A menos de 100 dias do exame, reúne-se dicas para quem precisar se preparar para a prova. De olho na nota 1.000, os estudantes precisam vencer desafios. Crase, acentos, uso de “onde”, “aonde”, e dos porquês são alguns dos erros mais comuns nas redações do Enem.
Redações com notas menores possuem menos pontuação no texto, poucos recursos coesivos, e falham na proposta de intervenção.

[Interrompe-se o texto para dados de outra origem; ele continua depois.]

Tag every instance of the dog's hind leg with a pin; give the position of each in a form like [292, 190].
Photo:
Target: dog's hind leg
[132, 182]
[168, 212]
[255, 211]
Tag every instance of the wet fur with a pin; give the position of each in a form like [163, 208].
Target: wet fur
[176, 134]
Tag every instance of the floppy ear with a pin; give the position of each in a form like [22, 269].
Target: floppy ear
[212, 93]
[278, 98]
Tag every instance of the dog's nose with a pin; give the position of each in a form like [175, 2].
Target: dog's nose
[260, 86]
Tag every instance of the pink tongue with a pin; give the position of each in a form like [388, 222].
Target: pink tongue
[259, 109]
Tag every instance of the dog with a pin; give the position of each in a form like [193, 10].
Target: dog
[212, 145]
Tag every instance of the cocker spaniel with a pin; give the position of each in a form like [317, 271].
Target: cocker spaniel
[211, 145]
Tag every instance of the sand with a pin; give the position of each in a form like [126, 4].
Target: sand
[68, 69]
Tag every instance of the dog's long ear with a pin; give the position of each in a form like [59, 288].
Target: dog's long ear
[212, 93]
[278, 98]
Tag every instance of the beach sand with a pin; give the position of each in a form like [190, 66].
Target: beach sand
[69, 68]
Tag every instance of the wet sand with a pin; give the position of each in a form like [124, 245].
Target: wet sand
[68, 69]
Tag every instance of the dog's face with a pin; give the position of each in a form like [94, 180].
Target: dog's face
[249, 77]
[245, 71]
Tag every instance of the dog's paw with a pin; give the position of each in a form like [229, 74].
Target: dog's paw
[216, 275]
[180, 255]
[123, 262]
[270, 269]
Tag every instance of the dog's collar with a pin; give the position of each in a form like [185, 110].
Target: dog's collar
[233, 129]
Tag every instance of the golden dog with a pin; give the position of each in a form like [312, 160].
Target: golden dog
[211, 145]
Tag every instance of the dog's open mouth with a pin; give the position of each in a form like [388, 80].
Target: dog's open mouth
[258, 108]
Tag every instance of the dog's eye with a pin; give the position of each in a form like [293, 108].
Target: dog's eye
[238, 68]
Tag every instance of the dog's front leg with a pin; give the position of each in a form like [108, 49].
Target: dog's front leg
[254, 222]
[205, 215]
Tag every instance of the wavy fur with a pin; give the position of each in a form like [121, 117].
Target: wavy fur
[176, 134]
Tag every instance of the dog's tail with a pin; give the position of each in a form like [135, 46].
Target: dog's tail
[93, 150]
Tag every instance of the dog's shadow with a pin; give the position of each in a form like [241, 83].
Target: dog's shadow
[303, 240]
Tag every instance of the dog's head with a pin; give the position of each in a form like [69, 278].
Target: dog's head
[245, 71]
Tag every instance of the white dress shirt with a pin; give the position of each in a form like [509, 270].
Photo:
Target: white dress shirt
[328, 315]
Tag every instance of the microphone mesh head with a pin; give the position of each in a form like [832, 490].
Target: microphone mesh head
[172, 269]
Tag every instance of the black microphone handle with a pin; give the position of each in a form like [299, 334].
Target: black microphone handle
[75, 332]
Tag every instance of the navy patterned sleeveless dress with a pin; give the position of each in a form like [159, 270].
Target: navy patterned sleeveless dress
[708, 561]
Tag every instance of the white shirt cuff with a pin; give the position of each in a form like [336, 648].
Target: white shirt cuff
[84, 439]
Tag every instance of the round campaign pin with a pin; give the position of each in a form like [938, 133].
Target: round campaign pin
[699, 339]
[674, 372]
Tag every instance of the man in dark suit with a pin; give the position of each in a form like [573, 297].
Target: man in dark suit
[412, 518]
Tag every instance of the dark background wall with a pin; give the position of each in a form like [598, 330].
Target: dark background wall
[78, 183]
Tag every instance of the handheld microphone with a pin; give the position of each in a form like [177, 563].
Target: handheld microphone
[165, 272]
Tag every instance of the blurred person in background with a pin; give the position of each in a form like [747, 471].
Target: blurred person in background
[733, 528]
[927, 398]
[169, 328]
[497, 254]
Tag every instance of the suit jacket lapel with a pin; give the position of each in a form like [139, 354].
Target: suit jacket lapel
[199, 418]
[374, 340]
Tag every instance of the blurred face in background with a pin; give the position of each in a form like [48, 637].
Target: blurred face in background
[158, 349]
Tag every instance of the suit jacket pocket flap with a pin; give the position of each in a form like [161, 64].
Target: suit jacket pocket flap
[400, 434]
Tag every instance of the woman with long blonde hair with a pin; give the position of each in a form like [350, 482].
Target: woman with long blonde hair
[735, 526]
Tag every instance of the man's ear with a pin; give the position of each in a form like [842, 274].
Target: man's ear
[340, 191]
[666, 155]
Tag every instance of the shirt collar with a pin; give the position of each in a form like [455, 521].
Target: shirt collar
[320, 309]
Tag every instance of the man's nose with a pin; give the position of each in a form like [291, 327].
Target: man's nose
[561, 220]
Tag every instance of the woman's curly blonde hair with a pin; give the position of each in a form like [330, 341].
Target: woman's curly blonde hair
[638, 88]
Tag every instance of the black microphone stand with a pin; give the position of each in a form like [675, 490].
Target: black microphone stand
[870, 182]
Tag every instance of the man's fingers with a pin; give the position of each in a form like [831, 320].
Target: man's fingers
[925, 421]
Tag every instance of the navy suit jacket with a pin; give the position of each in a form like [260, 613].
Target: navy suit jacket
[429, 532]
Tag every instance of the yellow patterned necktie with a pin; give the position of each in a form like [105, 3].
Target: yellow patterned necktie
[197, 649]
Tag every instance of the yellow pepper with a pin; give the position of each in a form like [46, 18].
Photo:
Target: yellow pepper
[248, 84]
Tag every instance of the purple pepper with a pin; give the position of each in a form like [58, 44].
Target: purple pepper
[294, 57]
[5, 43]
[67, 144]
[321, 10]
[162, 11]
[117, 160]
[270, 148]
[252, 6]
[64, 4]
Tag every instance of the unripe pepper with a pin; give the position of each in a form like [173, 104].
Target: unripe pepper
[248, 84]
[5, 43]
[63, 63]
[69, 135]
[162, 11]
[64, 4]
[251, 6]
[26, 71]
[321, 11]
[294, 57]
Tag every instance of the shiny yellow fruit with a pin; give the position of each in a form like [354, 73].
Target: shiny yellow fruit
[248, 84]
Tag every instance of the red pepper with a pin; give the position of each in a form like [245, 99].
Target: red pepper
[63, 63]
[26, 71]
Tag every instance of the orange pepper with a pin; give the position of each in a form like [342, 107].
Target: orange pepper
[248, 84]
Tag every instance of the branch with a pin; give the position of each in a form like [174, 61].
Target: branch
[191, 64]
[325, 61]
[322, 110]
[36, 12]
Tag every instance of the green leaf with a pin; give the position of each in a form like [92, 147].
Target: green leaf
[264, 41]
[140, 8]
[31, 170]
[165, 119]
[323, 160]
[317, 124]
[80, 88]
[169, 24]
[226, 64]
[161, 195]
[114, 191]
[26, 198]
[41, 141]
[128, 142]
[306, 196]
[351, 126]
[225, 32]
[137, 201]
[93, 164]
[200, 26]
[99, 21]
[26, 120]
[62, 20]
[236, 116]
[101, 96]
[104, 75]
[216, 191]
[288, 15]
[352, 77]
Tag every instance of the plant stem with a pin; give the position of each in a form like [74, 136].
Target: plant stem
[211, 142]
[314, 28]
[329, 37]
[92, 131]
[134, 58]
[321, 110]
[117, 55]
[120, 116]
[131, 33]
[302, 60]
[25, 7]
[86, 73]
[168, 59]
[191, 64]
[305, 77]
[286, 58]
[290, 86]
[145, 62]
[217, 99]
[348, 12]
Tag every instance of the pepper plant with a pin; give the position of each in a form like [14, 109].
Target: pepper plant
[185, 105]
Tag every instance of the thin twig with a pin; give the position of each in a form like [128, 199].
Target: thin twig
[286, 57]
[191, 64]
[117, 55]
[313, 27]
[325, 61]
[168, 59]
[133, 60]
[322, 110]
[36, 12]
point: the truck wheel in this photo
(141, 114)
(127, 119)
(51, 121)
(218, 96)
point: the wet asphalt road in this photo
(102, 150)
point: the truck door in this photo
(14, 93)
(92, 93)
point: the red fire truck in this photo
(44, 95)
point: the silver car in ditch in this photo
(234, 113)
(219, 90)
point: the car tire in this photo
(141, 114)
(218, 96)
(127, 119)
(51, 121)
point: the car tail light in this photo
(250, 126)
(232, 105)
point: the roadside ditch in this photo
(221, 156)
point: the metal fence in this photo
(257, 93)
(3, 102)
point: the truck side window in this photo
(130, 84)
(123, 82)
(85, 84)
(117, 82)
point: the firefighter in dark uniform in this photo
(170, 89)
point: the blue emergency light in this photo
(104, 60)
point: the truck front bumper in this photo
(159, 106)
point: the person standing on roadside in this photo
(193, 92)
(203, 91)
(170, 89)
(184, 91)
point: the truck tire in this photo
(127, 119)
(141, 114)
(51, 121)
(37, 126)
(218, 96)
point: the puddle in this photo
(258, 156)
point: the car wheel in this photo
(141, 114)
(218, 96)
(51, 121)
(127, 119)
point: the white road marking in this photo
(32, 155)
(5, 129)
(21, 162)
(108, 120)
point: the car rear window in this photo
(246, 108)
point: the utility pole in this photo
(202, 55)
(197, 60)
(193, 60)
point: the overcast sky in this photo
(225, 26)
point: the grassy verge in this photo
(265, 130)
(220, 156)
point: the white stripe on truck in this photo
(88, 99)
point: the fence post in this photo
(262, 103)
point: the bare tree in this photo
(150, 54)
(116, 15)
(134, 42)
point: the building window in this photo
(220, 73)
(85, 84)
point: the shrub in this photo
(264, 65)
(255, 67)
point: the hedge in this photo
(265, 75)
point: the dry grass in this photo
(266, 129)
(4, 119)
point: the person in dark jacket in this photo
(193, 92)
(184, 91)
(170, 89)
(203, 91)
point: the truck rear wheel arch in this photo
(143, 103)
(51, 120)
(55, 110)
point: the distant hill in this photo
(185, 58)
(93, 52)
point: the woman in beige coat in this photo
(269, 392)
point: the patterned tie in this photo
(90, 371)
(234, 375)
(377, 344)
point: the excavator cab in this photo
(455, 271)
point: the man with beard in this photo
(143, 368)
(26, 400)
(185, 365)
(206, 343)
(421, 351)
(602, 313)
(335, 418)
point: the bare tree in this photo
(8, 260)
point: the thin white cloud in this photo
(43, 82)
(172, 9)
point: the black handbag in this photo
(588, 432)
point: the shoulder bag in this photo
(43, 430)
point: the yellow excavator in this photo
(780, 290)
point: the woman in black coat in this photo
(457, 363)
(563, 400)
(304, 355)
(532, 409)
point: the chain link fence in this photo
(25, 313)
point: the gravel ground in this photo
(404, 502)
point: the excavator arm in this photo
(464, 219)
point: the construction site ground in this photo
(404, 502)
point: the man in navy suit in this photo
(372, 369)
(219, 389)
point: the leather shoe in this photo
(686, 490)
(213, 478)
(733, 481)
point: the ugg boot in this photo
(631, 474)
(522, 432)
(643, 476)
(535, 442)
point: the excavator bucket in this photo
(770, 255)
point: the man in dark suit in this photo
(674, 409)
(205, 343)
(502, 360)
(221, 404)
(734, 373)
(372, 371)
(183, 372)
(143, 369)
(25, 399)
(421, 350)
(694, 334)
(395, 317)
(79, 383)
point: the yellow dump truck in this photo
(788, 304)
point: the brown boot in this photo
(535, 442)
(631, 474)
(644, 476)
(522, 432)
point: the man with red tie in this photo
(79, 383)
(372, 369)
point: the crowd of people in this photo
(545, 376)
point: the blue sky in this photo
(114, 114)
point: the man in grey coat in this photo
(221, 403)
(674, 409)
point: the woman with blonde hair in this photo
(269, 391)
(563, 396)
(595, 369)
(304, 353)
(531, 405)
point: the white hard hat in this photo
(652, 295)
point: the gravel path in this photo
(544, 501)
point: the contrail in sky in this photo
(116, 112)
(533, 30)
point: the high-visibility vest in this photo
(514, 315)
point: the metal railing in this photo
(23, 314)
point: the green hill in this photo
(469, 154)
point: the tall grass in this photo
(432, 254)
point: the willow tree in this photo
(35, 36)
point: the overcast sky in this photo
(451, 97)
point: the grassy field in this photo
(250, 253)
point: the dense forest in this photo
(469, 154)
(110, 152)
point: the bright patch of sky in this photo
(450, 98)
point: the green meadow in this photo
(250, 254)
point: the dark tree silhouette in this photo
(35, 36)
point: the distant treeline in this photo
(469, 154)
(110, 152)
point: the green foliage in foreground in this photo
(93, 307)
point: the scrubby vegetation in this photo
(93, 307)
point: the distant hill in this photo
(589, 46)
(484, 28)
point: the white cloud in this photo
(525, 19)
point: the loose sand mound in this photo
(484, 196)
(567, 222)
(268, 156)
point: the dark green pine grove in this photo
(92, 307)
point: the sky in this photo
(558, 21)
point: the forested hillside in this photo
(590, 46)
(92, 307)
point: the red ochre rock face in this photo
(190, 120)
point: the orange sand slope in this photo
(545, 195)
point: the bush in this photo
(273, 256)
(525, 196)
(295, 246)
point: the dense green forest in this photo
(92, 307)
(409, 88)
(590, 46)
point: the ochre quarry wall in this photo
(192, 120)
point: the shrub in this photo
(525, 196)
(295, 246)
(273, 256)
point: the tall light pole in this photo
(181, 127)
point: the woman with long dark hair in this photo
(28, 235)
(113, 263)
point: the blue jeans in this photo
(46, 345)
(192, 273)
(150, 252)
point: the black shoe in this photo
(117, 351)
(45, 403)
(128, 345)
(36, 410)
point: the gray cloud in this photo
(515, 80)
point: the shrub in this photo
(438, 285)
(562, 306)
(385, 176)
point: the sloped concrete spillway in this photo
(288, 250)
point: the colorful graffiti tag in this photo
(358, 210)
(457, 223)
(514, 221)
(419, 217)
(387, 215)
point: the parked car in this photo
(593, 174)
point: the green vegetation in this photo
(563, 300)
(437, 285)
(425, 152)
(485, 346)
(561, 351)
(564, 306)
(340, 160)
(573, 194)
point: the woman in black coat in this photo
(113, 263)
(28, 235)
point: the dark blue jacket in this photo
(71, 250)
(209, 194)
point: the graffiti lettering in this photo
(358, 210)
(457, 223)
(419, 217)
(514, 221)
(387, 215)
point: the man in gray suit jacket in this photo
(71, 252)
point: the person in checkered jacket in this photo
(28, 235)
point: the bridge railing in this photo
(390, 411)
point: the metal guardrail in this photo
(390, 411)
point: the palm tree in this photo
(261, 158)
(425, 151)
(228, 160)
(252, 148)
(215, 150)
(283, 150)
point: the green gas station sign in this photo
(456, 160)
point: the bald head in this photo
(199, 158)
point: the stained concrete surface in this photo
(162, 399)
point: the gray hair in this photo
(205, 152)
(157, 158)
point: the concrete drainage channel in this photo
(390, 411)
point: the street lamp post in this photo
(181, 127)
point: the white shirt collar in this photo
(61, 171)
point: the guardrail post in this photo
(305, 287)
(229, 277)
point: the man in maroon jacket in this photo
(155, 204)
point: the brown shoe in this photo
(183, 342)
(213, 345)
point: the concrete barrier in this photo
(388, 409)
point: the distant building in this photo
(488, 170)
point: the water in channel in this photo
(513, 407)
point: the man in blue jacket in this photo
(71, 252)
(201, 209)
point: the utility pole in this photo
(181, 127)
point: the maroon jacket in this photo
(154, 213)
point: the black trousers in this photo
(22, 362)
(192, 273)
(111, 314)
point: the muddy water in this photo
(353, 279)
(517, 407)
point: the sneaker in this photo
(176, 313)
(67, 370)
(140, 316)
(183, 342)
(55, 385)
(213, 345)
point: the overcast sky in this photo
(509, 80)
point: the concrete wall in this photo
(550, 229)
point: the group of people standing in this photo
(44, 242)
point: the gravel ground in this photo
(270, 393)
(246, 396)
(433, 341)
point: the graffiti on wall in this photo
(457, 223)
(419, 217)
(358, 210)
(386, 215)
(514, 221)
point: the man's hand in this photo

A conclusão é de uma análise feita pela Letrus, uma empresa de tecnologia com foco em educação. Usando inteligência artificial, um programa processou dados de mais de 240 mil redações feitas por estudantes do ensino médio, a partir de temas propostos para o Enem.
O “raio-X” dessas redações mapeia o que há nos textos com melhor avaliação e como são aqueles com notas menores.
Os dados mostram que alguns dos erros frequentes são:
• 27% das redações erram crase
• 8,1% dos textos têm erros de acentuação
• redações com notas mais altas têm mais pontos finais e vírgulas
• em notas a partir de 701 pontos, o uso de parênteses aparece com mais frequência
• 2,33% das redações erram o uso de “onde” e “aonde”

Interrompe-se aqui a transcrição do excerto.